GDF Suez dispose de participations dans de nombreux terminaux de regazéification dans la région, notamment en Inde et en Chine. "Notre partenariat avec le fonds souverain chinois CIC, qui a pris une participation dans notre branche d'exploration et de production de gaz, nous fournit un parrainage commercial très utile dans la région", souligne Jean-Marie Dauger. Le groupe étudie notamment avec le pétrolier chinois CNOOC un projet de terminal flotttant.

Une usine de liquéfaction flottante au large de l'Australie

Dans l'amont gazier, la grande affaire locale du groupe reste le projet Bonaparte, au large de l'Australie. Pour exploiter des permis gaziers offshore prometteurs mais trop loin des côtes pour construire un gazoduc, GDF Suez envisage de construire une usine flottante de liquéfaction, une structure dont Shell est en train de construire le premier exemplaire au monde. Un projet de 7 à 8 milliards de dollars, pour lequel le groupe cherche actuellement des partenaires. La décision finale d'investissement est prévue pour 2014.
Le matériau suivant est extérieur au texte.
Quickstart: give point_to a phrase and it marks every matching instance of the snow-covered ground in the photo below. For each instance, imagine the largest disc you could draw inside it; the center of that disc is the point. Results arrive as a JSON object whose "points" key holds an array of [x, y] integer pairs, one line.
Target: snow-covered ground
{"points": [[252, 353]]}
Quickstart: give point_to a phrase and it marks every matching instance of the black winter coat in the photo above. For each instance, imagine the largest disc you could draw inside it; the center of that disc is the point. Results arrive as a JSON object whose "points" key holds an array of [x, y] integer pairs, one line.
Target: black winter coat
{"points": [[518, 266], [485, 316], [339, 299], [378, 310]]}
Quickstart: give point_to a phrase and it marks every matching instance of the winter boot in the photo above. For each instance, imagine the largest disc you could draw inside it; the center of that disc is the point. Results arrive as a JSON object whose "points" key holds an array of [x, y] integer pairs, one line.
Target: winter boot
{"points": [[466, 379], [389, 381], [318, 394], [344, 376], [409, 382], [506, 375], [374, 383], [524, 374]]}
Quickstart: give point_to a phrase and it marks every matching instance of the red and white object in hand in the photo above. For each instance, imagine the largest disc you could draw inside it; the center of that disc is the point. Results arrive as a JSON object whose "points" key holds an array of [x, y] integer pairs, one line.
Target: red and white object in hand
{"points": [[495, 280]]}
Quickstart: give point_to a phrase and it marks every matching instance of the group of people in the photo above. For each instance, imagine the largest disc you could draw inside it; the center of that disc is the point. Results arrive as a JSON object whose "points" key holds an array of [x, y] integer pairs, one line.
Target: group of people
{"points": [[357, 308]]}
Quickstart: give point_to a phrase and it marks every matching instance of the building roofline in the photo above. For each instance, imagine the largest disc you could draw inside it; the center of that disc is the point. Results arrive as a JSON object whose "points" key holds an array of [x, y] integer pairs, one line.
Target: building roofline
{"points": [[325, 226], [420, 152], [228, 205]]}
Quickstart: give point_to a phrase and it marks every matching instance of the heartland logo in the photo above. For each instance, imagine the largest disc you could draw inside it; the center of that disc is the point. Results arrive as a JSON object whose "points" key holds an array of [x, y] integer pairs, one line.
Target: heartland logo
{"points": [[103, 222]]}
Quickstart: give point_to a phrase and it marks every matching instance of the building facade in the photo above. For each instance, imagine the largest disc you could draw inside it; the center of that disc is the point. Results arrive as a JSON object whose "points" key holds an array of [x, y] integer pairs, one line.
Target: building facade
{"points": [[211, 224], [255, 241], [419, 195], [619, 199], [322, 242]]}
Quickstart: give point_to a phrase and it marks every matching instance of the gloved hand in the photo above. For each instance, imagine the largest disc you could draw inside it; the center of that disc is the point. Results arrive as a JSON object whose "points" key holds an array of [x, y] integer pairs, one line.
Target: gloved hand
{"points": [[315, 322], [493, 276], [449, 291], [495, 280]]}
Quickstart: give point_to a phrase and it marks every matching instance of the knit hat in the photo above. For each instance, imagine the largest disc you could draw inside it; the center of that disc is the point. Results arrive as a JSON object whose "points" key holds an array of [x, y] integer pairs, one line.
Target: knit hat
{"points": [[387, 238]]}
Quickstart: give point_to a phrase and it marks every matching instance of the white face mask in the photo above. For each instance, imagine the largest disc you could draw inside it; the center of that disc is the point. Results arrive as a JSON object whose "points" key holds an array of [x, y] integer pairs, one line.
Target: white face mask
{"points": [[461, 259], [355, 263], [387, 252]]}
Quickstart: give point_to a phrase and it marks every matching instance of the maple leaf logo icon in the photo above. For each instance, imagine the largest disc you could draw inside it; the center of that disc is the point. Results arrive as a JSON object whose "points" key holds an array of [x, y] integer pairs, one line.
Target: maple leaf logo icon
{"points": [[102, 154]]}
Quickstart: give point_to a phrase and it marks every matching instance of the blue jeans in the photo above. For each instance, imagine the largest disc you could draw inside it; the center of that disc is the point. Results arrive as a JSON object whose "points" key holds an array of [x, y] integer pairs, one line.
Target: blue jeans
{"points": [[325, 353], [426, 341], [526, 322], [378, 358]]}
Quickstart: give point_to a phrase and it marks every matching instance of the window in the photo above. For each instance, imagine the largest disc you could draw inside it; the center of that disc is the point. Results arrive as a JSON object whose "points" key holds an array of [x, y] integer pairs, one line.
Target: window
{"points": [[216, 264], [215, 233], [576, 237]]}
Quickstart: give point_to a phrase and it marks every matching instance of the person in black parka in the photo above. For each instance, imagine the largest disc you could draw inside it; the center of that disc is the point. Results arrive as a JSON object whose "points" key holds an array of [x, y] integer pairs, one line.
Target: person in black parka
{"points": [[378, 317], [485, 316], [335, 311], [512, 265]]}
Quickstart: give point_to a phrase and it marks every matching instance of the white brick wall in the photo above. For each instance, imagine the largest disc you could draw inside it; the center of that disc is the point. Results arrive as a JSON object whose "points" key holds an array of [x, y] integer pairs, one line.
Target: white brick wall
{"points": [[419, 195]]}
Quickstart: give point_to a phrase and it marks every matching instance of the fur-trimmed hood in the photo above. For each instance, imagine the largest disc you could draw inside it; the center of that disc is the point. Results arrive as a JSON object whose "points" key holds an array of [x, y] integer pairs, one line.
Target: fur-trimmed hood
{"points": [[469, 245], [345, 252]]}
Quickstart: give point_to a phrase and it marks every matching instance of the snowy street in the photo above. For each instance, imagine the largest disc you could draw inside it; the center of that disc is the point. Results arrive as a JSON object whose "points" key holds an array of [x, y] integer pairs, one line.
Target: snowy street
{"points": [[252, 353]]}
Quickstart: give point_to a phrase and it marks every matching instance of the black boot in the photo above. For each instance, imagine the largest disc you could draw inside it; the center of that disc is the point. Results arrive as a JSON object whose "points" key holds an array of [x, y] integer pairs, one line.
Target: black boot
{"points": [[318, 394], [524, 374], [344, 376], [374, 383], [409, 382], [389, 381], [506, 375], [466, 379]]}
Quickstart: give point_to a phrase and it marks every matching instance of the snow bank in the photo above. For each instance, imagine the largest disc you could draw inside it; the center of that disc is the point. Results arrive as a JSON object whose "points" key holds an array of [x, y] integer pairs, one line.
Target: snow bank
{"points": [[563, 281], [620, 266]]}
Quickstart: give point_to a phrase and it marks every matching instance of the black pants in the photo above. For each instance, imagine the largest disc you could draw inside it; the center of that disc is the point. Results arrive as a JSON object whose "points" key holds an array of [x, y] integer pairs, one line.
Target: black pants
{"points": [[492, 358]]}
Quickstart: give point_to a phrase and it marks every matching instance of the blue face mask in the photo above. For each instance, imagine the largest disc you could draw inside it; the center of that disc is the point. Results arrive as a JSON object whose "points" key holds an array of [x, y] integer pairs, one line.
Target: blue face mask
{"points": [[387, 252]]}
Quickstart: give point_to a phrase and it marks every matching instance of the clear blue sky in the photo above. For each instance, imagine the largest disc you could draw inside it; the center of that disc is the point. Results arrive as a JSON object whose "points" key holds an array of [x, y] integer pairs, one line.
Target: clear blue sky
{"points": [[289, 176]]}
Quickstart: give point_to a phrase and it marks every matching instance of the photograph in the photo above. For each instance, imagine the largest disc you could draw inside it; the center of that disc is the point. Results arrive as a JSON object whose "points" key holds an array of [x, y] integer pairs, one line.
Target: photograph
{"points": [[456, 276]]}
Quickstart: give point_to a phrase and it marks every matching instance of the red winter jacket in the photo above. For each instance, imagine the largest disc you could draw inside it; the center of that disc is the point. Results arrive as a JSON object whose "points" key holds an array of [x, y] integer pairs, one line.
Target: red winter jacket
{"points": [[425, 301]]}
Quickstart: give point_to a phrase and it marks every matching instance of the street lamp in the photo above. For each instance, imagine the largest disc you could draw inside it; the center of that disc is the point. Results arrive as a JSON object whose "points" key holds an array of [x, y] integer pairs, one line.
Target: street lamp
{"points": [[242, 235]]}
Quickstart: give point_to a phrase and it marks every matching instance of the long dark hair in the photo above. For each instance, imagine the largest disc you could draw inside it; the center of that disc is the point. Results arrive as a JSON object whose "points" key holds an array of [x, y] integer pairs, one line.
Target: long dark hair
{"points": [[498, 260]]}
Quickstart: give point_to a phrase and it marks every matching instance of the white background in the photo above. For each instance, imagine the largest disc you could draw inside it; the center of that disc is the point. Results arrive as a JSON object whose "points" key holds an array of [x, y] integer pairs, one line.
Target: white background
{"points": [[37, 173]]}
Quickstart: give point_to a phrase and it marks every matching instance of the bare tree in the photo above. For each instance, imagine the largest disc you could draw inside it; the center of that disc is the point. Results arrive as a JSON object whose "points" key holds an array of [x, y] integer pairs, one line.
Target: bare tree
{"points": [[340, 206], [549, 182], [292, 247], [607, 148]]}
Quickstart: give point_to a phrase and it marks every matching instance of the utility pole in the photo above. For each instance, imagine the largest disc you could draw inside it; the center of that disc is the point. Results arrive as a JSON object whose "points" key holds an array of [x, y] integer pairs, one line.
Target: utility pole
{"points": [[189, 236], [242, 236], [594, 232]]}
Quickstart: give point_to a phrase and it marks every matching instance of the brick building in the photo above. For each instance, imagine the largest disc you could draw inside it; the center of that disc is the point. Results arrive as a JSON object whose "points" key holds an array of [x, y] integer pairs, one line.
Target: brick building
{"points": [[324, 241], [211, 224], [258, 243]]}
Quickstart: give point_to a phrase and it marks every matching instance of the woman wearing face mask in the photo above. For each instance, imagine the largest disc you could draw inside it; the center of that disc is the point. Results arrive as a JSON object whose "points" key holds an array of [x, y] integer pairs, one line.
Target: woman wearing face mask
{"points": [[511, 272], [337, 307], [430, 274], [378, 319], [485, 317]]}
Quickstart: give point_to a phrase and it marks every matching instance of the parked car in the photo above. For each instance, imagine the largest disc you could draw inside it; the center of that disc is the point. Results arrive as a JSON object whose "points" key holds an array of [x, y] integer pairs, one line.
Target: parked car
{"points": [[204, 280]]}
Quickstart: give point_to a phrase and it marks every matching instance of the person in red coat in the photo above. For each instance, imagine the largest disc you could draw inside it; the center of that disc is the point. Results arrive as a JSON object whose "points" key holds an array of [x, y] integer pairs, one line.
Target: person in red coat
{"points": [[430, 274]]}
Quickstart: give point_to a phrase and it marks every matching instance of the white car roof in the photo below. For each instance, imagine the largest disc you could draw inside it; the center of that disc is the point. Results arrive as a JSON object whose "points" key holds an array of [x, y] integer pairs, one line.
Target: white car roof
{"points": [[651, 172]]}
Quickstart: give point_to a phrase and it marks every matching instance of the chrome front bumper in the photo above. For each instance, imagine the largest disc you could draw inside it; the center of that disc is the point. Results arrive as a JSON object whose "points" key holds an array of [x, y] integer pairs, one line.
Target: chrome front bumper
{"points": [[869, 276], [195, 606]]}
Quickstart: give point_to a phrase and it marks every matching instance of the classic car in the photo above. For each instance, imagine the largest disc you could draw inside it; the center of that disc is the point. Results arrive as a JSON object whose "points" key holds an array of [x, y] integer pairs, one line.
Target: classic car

GDF Suez mise aussi sur l'essor des services à l'energie. "Cette région n'a pas d'autres choix aujourd'hui de se lancer, comme l'Europe il y a 10 à 15 ans, dans des programmes d'efficacité énergétique", estime le PDG de Cofely Asia, Pierre Cheyron. Enfin, GDF Suez s'appuie également en Asie Pacifique sur la forte présence historique de sa filiale Suez Environnement, qui fournit des services de gestion de l'eau et des déchets à plus de 14 millions de personnes en Chine où elle est présente depuis 30 ans. En Australie, Suez Environnement facture un milliard d'euros par an pour ces services.